At 80% utilization, org admins receive an in-app notification. At 100% a second notification is sent and the budget is blocked.
Each agent records tokens_used and model_used on its agent_runs row, which is the source of truth for the budget calculation and for the per-scan pipeline transparency view.
8. Iris AI triage
Iris is the host monitoring subsystem. Its triage path is distinct from the per-scan pipeline but feeds into it.
run_iris_triage_for_org runs on a configurable interval (default: 60 min). It fetches up to 2,000 unprocessed iris_events, groups them by (event_type, severity), and sends a compact summary to the LLM (titles only, no raw payloads). The prompt budget is roughly 200-400 input tokens regardless of event volume.
The LLM returns a JSON array identifying groups with CRITICAL or HIGH risk and a one-sentence reason. For each flagged group a triage finding is inserted, and _do_process_agent triggers the full Horus scan pipeline for the affected asset.
Known-false-positive groups (via org and community verdict memory) are filtered out before the LLM call to avoid re-analyzing noise the team has already dismissed.
detect_offline_agents runs separately to catch agents that stopped reporting: it flips their status and creates a medium-severity finding exactly once per transition.
9. Triggering the pipeline manually
Trigger a single scan:
POST /api/scans
Authorization: Bearer <token>
Content-Type: application/json
{
"asset_id": "<asset-uuid>",
"tools": ["nuclei", "nmap"]
}Returns {"scan_id": "<uuid>", "status": "pending"} (HTTP 202). Requires the analyst role.
Trigger scans for all assets in the org:
POST /api/scans/scan-all
Authorization: Bearer <token>Cancel all active scans:
POST /api/scans/cancel-active
Authorization: Bearer <token>Cancel a specific scan:
POST /api/scans/{scan_id}/cancel
Authorization: Bearer <token>Trigger Red Agent:
POST /api/agents/red/run
Authorization: Bearer <token>Trigger Blue Agent (respond to open red findings):
POST /api/agents/blue/run
Authorization: Bearer <token>For local development, run_pipeline_for_scan(scan_id, org_id) in backend/agents/pipeline.py can be called directly from a Python shell or test fixture. The function is synchronous and returns the final ScanState.
10. LLM provider configuration
All agents share a single OpenAI-compatible client (BaseAgent._client). The provider is configured via environment variables:
| Variable | Purpose |
|---|---|
LLM_BASE_URL | Provider base URL (e.g., https://openrouter.ai/api/v1) |
LLM_API_KEY | API key |
LLM_DEFAULT_MODEL | Fallback model for all agents |
LLM_ANALYST_MODEL | Override model for AnalystAgent |
LLM_VALIDATION_MODEL | Override model for ValidationAgent |
IRIS_TRIAGE_MODEL | Override model for Iris triage |
Per-agent model overrides follow the pattern LLM_<AGENT_TYPE>_MODEL. Any OpenAI-compatible endpoint works, including Ollama for fully local/offline operation.
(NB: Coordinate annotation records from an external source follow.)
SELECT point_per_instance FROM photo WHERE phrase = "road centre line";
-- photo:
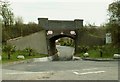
(26, 73)
(94, 72)
(90, 69)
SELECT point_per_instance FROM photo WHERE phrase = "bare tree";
(6, 13)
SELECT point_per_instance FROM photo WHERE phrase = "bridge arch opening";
(67, 44)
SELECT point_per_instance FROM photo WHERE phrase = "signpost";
(108, 38)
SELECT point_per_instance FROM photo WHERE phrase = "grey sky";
(91, 11)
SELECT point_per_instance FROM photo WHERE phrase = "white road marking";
(88, 72)
(90, 69)
(76, 73)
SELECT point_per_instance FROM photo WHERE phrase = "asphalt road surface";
(62, 70)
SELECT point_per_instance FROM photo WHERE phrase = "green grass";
(15, 54)
(107, 53)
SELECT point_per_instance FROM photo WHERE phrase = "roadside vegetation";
(10, 54)
(108, 51)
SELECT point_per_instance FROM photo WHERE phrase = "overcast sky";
(91, 11)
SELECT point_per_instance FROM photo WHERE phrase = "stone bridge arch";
(56, 29)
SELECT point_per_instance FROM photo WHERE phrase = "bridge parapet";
(60, 24)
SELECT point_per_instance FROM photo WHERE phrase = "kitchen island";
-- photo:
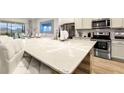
(61, 56)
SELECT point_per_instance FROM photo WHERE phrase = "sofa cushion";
(5, 39)
(17, 45)
(7, 50)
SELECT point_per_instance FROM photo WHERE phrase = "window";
(46, 27)
(10, 27)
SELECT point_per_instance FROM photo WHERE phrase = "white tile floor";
(32, 66)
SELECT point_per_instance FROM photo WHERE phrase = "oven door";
(102, 45)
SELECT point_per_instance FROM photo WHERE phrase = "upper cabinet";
(87, 23)
(78, 23)
(83, 23)
(117, 23)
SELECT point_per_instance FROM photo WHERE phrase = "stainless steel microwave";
(101, 23)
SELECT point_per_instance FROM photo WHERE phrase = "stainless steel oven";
(103, 46)
(101, 23)
(103, 49)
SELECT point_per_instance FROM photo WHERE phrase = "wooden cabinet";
(117, 23)
(83, 23)
(103, 66)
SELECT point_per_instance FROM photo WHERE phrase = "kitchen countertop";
(62, 56)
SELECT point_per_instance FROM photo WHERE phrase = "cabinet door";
(87, 23)
(118, 50)
(117, 22)
(78, 23)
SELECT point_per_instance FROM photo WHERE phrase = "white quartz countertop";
(62, 56)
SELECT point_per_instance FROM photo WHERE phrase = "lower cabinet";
(103, 66)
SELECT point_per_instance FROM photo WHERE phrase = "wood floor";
(96, 65)
(103, 66)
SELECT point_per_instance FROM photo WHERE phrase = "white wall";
(65, 20)
(37, 22)
(21, 20)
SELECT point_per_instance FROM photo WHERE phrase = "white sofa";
(11, 52)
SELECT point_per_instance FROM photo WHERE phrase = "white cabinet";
(87, 23)
(83, 23)
(117, 23)
(118, 49)
(78, 23)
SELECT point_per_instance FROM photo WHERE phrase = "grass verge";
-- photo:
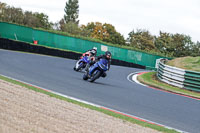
(151, 79)
(126, 118)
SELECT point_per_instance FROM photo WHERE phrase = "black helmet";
(108, 54)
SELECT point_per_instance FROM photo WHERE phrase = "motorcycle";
(81, 63)
(96, 71)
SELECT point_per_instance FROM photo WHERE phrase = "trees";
(141, 39)
(113, 36)
(105, 32)
(71, 11)
(17, 15)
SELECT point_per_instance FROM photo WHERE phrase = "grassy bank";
(144, 124)
(151, 80)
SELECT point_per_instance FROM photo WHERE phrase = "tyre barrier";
(181, 78)
(32, 48)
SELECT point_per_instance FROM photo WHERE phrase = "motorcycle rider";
(106, 56)
(91, 52)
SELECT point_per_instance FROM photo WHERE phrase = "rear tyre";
(85, 77)
(95, 76)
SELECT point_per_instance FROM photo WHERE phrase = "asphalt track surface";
(114, 91)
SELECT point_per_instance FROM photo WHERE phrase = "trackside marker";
(134, 78)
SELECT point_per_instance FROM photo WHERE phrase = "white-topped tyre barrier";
(181, 78)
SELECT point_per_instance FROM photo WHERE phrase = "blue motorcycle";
(81, 63)
(97, 70)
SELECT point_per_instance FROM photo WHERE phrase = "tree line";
(167, 44)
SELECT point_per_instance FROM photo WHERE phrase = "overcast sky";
(172, 16)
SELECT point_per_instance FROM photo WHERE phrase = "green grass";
(151, 79)
(187, 63)
(125, 118)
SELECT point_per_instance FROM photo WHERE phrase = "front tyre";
(85, 77)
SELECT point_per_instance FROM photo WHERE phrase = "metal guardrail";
(178, 77)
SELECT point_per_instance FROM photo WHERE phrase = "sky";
(172, 16)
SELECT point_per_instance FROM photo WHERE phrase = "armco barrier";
(22, 46)
(26, 34)
(178, 77)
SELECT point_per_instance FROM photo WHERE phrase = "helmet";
(93, 51)
(108, 54)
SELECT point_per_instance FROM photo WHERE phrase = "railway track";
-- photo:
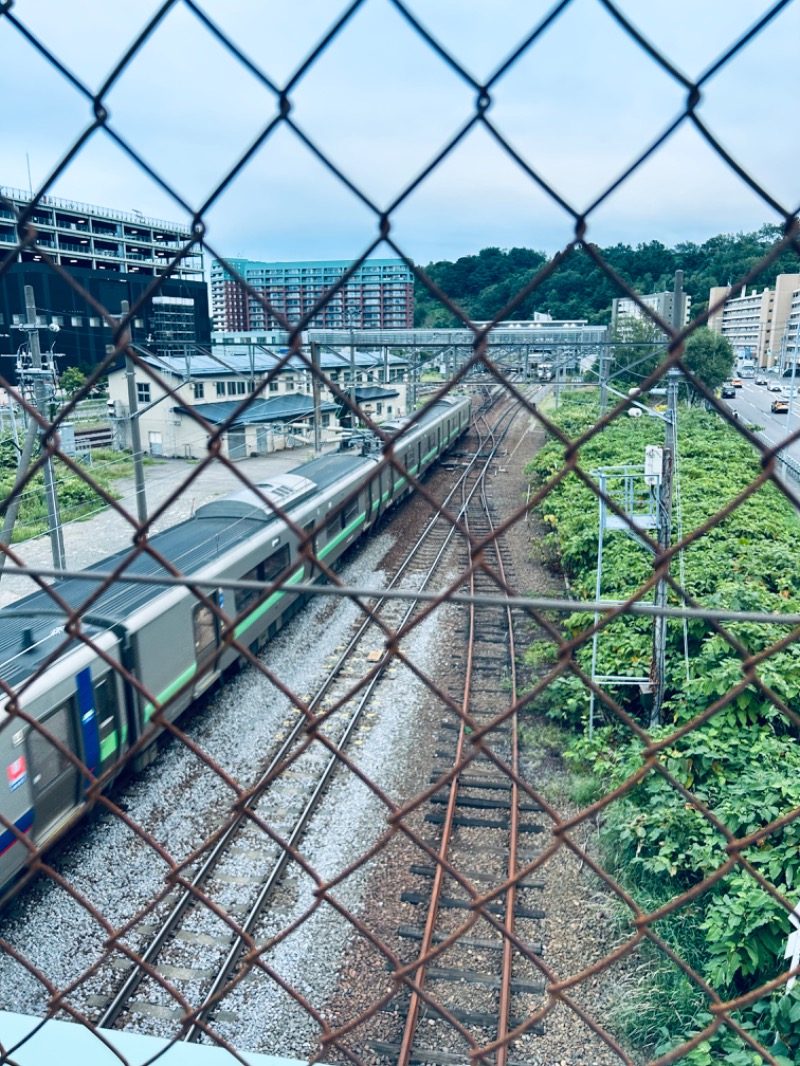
(258, 849)
(473, 985)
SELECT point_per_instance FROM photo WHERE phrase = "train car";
(76, 710)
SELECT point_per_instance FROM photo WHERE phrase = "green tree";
(72, 380)
(709, 356)
(636, 351)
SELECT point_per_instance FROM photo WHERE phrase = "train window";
(47, 761)
(105, 708)
(349, 512)
(243, 597)
(205, 629)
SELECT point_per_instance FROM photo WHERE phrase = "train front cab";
(79, 701)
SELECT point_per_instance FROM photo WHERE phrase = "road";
(752, 403)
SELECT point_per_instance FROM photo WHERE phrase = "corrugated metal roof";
(280, 408)
(241, 360)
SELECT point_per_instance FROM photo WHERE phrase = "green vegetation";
(77, 499)
(482, 285)
(708, 355)
(742, 764)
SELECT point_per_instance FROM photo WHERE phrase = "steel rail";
(412, 1018)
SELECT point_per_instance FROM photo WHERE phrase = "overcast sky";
(577, 107)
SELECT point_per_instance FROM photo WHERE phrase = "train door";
(112, 732)
(206, 630)
(54, 778)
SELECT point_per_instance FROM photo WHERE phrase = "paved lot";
(90, 540)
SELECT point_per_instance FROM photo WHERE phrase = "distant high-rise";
(761, 325)
(379, 294)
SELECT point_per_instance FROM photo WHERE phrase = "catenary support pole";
(136, 433)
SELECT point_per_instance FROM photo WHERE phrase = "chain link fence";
(686, 838)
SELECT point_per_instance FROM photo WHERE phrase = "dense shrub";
(742, 764)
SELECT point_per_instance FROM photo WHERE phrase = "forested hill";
(482, 285)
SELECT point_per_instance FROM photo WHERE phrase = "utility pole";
(665, 539)
(316, 400)
(352, 369)
(136, 435)
(604, 377)
(36, 374)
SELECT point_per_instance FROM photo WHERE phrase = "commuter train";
(159, 646)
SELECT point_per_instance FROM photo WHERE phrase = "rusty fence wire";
(752, 636)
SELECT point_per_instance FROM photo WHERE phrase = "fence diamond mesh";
(198, 893)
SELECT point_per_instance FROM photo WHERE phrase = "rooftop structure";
(625, 310)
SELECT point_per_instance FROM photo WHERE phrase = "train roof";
(189, 547)
(27, 642)
(31, 627)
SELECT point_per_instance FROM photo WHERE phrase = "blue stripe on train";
(90, 731)
(8, 837)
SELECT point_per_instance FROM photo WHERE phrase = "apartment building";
(755, 322)
(379, 295)
(113, 256)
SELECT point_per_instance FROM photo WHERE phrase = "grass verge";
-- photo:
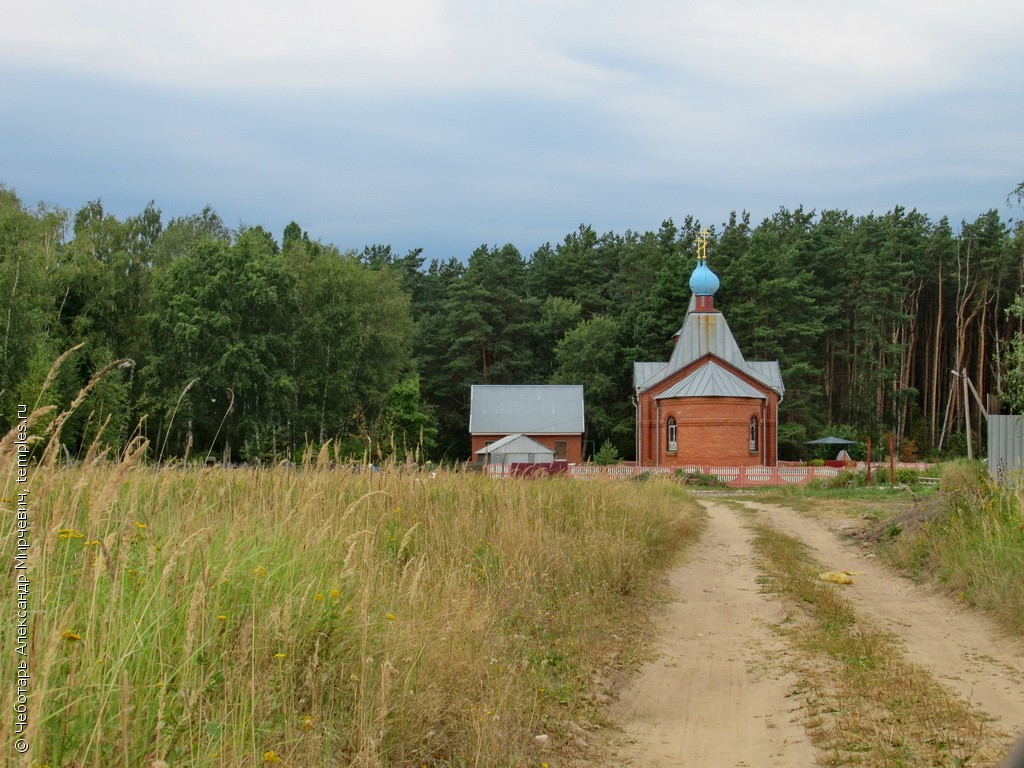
(308, 616)
(867, 705)
(971, 540)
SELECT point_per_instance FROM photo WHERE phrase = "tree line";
(238, 345)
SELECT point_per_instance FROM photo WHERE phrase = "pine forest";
(241, 345)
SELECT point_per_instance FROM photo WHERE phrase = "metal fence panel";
(1006, 444)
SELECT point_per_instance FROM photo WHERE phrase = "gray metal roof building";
(534, 409)
(516, 449)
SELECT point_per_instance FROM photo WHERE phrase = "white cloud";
(805, 54)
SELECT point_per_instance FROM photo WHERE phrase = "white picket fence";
(731, 476)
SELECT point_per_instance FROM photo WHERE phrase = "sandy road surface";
(716, 695)
(964, 649)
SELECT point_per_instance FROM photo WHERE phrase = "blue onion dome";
(704, 282)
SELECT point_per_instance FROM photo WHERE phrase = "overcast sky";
(444, 124)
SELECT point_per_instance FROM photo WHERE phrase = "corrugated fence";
(1006, 445)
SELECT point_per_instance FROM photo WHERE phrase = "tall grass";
(974, 542)
(311, 616)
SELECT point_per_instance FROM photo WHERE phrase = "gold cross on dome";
(702, 244)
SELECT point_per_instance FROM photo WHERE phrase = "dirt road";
(717, 693)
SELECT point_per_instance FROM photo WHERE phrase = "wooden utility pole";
(967, 416)
(867, 480)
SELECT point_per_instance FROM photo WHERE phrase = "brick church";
(707, 406)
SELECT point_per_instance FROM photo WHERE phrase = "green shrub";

When LLM_ENABLED=false the LLM-dependent agents (Analyst, Validation, Remediation, Reporter) fall back to deterministic implementations. Recon, Correlation, ThreatIntel, and RiskManager are unaffected because they never call an LLM.
Prompt privacy. When REDACTION_ENABLED=true, a per-run Redactor is attached to each agent. It pseudonymizes user_content (hostnames, IPs, org-identifying strings) before any LLM call and restores real values in the response before downstream use or persistence.